Tags: Forex Market
U.S. dollar still rallying while Euro falls to a record low

U.S. dollar still rallying while Euro falls to a record low

 The U.S. dollar remained near a one-year high against its major peers on Wednesday. The overall opinion on the market is that the Fed will announce a tapering of stimulus next month. That will potentially follow with interest rate hikes by mid-2022.

 The U.S. economy has healed enough to start to scale back the central bank’s asset-purchase program, stated three Fed officials on Tuesday, including Vice Chair Richard Clarida. According to reports, currency markets now price roughly a 50-50 chance of a rate increase by July.

 On Wednesday, the dollar index declined slightly to 94.356 against the basket of six major currencies. Before that, it had touched 94.563 during Tuesday’s session for the first time since September 2020. 

A great rally in energy prices has bolstered inflation fears, along with stoking bets that the agency may need to move faster to normalize policy than officials had projected. As a result, two-year Treasury yields skyrocketed to their highest level in more than 18 months overnight.

Tuesday, the greenback surged forward against the Japanese yen thanks to higher U.S. yields, trading at a three-year high of 113.785 yen. The USD/JPY pair exchanged hands at 113.575 at last.

On the other hand, the Euro traded at $1.1551, remaining within sight of the previous session’s $1.1522, its lowest level in almost 15 months. Investors are waiting for consumer price data, which is due later on Wednesday, to get further insight into the timing of higher rates.

How will that data influence the market?

Ray Attrill, the Head of Foreign Exchange Strategy at National Australia Bank in Sydney, noted that CPI is the main economic draw. Thus, it has the potential to make Fed rate hike expectations move again, one way or another. Thus far, most agency’s policymakers reiterate that inflationary pressures will prove transitory.

 Governors Michelle Bowman and Lael Brainard are scheduled to speak later on Wednesday. In addition, the central bank plans to release the minutes of its September meeting today.

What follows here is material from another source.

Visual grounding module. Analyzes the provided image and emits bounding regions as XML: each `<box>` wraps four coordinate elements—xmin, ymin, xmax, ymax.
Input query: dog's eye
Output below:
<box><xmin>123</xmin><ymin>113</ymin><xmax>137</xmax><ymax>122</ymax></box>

 Valentin Marinov, the head of G10 FX research at Credit Agricole, stated that today’s FOMC minutes release might confirm that a November taper announcement may be hard to resist for the agency. However, there were discussions of the potential impact of the further tightening of the global and U.S. financial conditions.

 Marinov also added that following the somewhat mixed U.S. jobs report for September, as well as the delay rather than the resolution of the U.S. debt ceiling issue, the Federal Reserve may ultimately opt for a more gradual start to QE taper. 

 Meanwhile, the British Pound traded in the middle of this month’s range, but it climbed up a touch higher at $1.3624 after the previous session.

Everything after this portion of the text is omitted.